Vamos, vamos, espabílate, está sonando el despertador. Arriba,
dormilón, abre los ojos y mira por la ventana; comienza un nuevo día y la
mañana es espléndida. Anda, no seas holgazán y sal de la cama; piensa que hoy
es el primer día del resto de toda tu vida y cualquier cosa puede suceder, pues
el mundo está lleno de promesas.
Te incorporas y te sientas en la cama con los ojos todavía
abotargados por el sueño; durante unos segundos sientes una punzada de angustia
por haberte despertado, pero ese dolor, ese taladro sordo que te perfora por
dentro, desaparece poco a poco sumido en la resignación. Un nuevo día, sí, un
día en el que todo es posible. Te levantas, te duchas, te pones el uniforme del
colegio, desayunas en la cocina, recoges la mochila con los libros y te
despides de mamá con un fugaz beso. Que pases un buen día, dice ella, sonriendo. Un buen día...
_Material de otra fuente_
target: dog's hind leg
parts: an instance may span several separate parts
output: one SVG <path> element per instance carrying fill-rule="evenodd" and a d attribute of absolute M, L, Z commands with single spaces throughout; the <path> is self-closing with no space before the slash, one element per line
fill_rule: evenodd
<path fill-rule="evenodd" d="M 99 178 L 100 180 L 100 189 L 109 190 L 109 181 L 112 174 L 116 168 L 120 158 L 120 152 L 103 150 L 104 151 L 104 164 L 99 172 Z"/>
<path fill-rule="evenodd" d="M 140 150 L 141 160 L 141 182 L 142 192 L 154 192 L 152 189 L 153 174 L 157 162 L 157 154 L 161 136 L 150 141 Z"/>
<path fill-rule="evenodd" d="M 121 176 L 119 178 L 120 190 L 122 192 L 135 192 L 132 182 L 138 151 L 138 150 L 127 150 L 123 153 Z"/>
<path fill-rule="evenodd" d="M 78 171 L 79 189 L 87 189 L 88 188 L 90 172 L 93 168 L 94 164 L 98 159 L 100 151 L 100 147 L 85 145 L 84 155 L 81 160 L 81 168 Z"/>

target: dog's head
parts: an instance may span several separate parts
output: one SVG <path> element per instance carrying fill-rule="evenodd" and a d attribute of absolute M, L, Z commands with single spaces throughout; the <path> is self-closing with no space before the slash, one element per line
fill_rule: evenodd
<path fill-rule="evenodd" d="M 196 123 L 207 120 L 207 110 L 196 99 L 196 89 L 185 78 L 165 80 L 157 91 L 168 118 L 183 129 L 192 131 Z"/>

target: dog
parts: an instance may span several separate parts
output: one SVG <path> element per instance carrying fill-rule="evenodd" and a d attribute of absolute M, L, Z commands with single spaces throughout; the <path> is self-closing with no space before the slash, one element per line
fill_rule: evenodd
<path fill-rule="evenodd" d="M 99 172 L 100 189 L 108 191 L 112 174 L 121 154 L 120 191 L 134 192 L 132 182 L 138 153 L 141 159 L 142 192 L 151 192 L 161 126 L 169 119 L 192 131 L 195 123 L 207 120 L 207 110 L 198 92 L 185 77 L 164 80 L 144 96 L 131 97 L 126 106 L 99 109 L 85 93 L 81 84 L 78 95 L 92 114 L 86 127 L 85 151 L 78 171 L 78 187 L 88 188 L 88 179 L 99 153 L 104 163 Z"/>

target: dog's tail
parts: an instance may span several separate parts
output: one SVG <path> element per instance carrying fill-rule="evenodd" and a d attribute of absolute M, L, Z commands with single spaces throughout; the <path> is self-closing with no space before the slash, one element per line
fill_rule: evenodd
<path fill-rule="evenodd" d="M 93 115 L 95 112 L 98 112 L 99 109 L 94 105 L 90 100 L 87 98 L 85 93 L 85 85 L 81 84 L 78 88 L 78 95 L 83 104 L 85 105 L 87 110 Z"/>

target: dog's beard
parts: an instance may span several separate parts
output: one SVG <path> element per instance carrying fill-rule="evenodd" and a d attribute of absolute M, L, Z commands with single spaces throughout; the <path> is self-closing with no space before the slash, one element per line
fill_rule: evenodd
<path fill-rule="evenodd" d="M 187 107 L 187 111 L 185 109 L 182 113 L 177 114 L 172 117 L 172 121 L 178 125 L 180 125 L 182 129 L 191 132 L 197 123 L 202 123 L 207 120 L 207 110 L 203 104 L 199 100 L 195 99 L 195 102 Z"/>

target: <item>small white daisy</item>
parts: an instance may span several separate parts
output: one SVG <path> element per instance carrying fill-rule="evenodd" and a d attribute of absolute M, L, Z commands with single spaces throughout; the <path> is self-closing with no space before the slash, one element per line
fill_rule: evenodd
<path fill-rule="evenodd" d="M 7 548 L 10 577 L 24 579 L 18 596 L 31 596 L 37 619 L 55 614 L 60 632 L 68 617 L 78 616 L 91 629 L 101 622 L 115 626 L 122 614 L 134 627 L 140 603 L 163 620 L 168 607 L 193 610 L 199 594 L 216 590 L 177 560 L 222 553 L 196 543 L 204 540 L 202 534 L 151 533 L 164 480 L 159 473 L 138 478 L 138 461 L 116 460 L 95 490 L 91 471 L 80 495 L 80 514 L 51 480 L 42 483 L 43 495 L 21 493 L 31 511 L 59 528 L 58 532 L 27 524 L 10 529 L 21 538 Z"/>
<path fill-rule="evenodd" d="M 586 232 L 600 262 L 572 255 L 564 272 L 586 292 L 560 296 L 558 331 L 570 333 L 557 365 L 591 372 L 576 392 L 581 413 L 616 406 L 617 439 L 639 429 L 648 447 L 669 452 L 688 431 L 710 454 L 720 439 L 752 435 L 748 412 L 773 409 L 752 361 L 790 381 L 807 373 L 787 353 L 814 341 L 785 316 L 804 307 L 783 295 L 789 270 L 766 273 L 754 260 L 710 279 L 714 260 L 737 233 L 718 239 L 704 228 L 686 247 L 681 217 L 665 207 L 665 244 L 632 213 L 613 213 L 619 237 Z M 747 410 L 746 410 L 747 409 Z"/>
como ayer, como mañana, como siempre.
Sales a la calle; la mañana es soleada pero fría, las personas que
pueblan las aceras deambulan con prisa, como si todos llegaran tarde a algún
sitio. Te arrebujas en el chaquetón y metes las manos en los bolsillos para
protegerlas del frío, echas a andar hacia el colegio; solo está a seis manzanas
de distancia, apenas diez minutos de tranquila caminata. Miras el reloj que
preside la torre de una iglesia: marca las nueve menos cinco, faltan quince
minutos para que empiecen las clases. Automáticamente, casi sin darte cuenta,
comienzas a caminar más despacio; si llegas demasiado pronto, te encontrarás a
tus compañeros en el patio, y eso no es bueno, ¿verdad?, no, no, no, nada
bueno, así que no corras, tranquilo, arrastra los pies, procura retrasar al
máximo el momento de la llegada.
Las nueve en punto... Las nueve y cinco... Cruzas el viaducto que salva
un desnivel entre dos calles; ya ves el colegio, ahí está, frente a ti.
Conforme te acercas, un nudo se va formando en tu estómago y sientes ganas de
darte la vuelta y alejarte corriendo, perderte en las calles, desaparecer, pero
sabes que no puedes, sabes que cadenas invisibles te atan a tu deber, y tu
deber es ir al colegio, estudiar, formarte, y aguantar, y aguantar, y aguantar,
soportar lo insoportable.
Ya está, has llegado. El patio se encuentra casi desierto, buena
suerte; cruzas la verja y echas a andar hacia el edificio del colegio. De
pronto, escuchas a tu espalda un repique de pasos acelerados; son tres
compañeros tuyos que llegan corriendo para no retrasarse. Al pasar a tu lado,
uno de ellos te da un doloroso palmetazo en la nuca; los otros dos se ríen y
escupen algún comentario hiriente. Bajas la mirada y sigues caminando en
silencio; hoy no vas a llorar, te dices apretando los dientes, no, no llorarás.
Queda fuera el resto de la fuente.